Port The port on which the MQTT broker listens for incoming non-encrypted connections. Default is 1883.
TlsPort The port on which the MQTT broker listens for incoming encrypted connections using TLS. Default is 1884.
WebsocketPortTls The port for MQTT communication over WebSockets with TLS encryption. Default is 443.
WebsocketPort The port for MQTT communication over WebSockets without encryption. Default is 5000.
FullDebugLog A boolean value that, when set to true, enables detailed logging for debugging purposes.
AnonymousLogin A boolean value that, when set to true, allows clients to connect without providing a username and password.
BindIPForMQTT The IP address the MQTT broker binds to for non-encrypted MQTT connections. Default is 0.0.0.0.
BindIPForMQTTwithTls The IP address the MQTT broker binds to for encrypted MQTT connections using TLS. Default is 0.0.0.0.

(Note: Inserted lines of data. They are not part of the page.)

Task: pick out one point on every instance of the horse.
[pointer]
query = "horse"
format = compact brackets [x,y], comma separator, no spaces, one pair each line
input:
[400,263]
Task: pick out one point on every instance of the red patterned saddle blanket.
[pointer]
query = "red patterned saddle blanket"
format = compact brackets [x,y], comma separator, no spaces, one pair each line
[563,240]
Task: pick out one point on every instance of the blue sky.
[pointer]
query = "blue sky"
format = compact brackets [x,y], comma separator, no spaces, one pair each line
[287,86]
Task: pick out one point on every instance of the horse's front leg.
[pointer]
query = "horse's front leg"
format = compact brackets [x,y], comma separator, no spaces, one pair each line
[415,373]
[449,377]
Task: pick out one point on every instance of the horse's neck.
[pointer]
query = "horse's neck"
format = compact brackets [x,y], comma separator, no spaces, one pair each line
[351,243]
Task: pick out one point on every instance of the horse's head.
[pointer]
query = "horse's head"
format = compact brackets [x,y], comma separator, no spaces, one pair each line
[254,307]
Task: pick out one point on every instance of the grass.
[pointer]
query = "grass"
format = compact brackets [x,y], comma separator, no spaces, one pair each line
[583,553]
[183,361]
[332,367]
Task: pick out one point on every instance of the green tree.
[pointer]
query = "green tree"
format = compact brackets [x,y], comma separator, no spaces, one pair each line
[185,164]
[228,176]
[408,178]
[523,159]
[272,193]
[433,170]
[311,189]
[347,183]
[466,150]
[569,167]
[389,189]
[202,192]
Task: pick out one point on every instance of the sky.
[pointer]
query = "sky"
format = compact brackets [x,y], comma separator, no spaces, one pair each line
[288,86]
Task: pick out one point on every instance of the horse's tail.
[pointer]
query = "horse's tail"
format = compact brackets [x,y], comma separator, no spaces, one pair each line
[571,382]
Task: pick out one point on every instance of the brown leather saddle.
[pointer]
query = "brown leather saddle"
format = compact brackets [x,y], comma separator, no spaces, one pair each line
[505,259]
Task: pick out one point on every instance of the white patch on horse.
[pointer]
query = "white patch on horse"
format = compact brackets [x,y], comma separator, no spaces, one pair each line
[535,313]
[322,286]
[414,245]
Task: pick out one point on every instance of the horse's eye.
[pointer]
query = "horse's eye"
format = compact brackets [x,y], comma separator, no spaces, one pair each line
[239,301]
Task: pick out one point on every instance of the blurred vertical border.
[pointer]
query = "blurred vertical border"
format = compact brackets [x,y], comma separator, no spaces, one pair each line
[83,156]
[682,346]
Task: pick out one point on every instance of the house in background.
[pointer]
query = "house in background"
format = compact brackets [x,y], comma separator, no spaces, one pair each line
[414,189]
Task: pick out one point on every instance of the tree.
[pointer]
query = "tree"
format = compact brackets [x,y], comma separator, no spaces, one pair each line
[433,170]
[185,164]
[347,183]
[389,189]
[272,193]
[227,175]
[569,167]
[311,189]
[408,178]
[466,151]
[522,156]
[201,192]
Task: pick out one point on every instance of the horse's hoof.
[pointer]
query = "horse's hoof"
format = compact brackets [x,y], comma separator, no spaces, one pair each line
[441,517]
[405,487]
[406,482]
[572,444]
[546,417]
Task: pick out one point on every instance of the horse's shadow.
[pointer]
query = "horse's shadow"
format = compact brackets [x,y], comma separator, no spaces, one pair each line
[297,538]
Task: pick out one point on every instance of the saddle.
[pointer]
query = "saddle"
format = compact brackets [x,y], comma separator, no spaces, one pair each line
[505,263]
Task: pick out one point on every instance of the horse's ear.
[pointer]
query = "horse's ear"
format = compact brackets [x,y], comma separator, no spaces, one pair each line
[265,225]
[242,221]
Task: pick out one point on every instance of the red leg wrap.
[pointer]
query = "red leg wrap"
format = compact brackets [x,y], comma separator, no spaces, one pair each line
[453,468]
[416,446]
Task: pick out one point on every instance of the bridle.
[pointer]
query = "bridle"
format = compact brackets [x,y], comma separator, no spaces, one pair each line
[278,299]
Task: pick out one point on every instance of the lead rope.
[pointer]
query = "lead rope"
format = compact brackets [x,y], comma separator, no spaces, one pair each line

BindIpForWebSockets The IP address the MQTT broker binds to for MQTT communication over WebSockets without encryption. Default is 0.0.0.0.
BindIpForWebSocketsTls The IP address the MQTT broker binds to for MQTT communication over WebSockets with TLS encryption. Default is 0.0.0.0.
CertificatePath Specifies the location of the certificate file used for encrypted communication. Paths differ based on OS.
CertificatePassword The password for the certificate.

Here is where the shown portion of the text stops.